The Control Plane is entirely EDB product, and every component in it speaks HTTP. That HTTP traffic is served and secured by the Istio service mesh, which provides a single, centralized ingress surface across all CP services. Authentication, mTLS, and traffic policy are all enforced at the Istio layer before a request reaches any CP component.

The Data Plane is customer-provisioned Postgres, and every cluster in it speaks the Postgres wire protocol (PSQL). There's no middleware in the path. Each Postgres cluster listens on its own dedicated TCP connection — there's no shared proxy or mesh aggregating these connections. This is a deliberate design choice: dedicated ingress per cluster maximizes both availability and the security isolation boundary between customer workloads.

In short: HTTP CP ingress is centralized via Istio; PSQL DP ingress is dedicated per Postgres cluster.


Lifecycle isolation

Lifecycle isolation is the most operationally significant distinction between the two planes.

The CP and every DP it manages are on independent upgrade lifecycles. EDB publishes patches on a monthly cadence for the Long Term Support (LTS) release. Customers are strongly encouraged to apply these promptly, and the architecture makes this practical: upgrading the CP has no effect on running customer Postgres services on the DP. There's no maintenance window for Postgres availability when the CP is patched.

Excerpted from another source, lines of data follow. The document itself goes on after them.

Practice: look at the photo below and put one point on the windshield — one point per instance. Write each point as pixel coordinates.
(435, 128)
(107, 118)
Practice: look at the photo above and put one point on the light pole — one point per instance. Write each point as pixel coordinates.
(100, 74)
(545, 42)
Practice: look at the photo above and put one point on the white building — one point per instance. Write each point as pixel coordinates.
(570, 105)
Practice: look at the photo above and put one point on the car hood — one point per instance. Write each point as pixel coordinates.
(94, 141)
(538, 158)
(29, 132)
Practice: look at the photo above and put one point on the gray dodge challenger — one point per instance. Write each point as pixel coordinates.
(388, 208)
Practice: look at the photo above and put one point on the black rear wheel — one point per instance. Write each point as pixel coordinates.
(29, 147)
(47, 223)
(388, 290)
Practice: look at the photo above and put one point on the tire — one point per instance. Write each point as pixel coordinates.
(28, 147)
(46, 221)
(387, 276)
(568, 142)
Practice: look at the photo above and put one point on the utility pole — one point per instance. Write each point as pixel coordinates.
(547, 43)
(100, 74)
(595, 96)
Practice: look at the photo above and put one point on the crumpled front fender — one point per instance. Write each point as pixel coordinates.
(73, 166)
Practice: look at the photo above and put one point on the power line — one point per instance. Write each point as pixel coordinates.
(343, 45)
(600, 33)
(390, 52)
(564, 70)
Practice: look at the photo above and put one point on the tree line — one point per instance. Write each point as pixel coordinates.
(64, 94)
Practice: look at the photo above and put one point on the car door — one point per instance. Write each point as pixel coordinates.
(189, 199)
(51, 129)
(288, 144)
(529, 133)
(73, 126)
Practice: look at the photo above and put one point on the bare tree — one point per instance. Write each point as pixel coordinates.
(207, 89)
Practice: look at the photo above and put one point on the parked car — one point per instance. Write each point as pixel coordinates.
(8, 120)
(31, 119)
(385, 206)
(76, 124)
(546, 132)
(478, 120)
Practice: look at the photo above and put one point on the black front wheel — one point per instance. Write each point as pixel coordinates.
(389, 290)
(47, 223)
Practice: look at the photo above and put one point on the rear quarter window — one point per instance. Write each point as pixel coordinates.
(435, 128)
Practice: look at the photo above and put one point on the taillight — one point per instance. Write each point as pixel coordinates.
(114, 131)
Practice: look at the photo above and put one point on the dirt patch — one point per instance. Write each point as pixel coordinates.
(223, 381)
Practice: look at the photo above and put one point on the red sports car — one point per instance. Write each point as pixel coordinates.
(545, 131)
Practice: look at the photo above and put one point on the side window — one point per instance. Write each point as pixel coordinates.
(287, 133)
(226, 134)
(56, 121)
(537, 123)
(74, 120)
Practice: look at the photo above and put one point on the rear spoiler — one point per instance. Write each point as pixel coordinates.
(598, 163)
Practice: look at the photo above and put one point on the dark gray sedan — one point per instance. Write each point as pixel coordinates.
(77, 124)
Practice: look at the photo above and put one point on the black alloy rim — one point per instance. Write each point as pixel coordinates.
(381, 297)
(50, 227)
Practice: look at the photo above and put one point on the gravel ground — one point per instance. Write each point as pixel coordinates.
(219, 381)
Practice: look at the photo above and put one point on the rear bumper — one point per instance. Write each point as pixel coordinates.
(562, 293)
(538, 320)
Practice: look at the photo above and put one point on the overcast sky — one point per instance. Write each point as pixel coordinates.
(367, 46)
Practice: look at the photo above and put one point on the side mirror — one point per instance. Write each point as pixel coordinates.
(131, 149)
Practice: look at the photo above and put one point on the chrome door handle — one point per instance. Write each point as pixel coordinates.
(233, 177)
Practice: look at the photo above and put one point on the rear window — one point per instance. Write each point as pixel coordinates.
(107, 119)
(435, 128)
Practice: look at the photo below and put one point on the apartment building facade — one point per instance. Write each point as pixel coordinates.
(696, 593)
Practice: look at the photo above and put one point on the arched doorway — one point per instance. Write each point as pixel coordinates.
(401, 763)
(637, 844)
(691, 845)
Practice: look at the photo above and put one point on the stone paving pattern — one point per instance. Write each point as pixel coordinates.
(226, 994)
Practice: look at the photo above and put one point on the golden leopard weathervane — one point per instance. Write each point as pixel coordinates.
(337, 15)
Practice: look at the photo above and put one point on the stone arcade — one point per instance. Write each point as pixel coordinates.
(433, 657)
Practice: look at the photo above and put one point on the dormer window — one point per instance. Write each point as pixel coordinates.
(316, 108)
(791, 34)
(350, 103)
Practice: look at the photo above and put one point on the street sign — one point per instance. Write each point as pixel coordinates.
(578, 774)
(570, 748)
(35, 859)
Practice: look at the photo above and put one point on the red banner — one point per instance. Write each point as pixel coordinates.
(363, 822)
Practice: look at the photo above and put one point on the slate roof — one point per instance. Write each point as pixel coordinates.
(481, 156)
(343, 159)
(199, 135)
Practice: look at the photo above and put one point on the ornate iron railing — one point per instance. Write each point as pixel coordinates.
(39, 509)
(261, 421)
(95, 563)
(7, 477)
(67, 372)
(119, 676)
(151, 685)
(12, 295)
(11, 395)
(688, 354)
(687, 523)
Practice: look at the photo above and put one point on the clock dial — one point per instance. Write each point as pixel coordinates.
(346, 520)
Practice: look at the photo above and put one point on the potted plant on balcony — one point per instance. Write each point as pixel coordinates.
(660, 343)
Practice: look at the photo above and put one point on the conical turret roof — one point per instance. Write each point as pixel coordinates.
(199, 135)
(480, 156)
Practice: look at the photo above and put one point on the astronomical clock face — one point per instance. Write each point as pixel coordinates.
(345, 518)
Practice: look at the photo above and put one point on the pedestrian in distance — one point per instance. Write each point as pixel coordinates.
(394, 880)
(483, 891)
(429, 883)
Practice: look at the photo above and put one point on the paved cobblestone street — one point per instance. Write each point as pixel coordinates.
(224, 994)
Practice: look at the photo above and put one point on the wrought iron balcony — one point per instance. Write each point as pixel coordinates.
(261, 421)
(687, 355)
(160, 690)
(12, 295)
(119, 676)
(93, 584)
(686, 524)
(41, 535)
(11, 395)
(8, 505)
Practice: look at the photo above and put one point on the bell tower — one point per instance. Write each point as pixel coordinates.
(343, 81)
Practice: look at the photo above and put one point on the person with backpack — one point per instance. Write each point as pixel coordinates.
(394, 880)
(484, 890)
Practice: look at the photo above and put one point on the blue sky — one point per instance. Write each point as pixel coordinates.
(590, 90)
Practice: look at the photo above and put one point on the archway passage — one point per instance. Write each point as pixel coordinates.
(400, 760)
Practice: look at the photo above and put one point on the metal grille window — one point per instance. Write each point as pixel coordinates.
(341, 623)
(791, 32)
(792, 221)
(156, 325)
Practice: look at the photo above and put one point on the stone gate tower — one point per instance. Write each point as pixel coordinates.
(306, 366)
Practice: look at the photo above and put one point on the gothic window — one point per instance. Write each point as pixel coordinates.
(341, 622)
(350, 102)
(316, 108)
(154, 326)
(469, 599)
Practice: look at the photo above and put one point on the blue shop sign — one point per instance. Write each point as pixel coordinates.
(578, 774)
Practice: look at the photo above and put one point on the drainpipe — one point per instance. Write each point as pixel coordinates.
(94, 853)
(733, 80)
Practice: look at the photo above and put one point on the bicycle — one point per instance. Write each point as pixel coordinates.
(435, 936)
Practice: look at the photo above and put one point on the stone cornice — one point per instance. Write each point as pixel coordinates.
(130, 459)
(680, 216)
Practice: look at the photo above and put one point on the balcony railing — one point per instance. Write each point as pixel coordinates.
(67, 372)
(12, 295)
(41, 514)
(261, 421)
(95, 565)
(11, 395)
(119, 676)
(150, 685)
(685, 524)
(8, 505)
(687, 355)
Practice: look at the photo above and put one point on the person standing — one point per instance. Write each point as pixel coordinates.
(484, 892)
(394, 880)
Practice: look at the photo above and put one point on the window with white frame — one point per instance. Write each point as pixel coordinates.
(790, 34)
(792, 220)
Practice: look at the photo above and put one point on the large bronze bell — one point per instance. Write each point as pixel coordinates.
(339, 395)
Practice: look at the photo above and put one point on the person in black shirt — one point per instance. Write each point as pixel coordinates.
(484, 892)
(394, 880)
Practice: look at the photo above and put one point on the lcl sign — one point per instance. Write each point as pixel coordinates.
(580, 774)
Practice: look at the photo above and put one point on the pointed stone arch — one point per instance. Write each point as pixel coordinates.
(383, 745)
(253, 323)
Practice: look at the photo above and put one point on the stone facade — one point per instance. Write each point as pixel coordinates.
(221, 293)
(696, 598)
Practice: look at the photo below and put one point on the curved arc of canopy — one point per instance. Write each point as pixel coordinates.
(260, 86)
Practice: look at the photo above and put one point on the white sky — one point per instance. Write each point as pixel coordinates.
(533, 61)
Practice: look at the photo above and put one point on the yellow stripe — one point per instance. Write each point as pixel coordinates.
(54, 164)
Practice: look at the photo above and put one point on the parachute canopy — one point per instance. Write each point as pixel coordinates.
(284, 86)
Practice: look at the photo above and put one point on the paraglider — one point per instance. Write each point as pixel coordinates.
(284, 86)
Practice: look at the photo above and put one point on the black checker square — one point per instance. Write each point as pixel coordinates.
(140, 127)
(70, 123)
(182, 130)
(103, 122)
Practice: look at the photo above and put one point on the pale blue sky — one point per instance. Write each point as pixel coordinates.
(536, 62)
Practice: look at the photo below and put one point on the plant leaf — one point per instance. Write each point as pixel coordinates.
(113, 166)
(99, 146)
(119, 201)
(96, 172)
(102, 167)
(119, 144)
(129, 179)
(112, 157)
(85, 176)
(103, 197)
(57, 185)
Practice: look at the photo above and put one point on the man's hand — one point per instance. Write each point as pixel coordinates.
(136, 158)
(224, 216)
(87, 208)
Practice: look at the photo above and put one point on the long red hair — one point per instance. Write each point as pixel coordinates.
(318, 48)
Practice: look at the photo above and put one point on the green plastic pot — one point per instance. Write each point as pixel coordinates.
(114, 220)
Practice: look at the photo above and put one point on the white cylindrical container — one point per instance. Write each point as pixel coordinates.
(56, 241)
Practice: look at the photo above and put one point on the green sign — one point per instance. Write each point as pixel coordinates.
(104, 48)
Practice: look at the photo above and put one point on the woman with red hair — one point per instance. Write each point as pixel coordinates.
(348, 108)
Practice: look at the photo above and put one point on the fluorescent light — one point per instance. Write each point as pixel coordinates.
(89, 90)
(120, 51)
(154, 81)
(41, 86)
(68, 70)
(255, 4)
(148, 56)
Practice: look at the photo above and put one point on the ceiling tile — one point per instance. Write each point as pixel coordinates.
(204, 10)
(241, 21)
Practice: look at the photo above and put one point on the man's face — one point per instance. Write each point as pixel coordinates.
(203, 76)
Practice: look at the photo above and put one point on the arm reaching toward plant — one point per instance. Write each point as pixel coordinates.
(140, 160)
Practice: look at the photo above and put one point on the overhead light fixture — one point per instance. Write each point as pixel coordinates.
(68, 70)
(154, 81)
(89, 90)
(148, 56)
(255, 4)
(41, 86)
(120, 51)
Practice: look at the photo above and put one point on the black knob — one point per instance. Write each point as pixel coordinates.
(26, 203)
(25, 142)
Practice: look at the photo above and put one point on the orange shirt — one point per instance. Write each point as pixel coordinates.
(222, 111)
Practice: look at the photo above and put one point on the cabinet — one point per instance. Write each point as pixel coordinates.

These monthly CP patches carry two categories of content:

  1. CP component security patches — hardening the orchestration layer itself.
  2. New Postgres container images — updated images for Postgres engine versions, extensions, and the container host OS, all with current security patches applied.

Once new images are available in the CP, it's the customer's decision when to use the CP's orchestration capabilities to roll those images out to their DP Postgres deployments. This preserves full customer control over Postgres upgrade timing while ensuring that hardened images are always available on demand.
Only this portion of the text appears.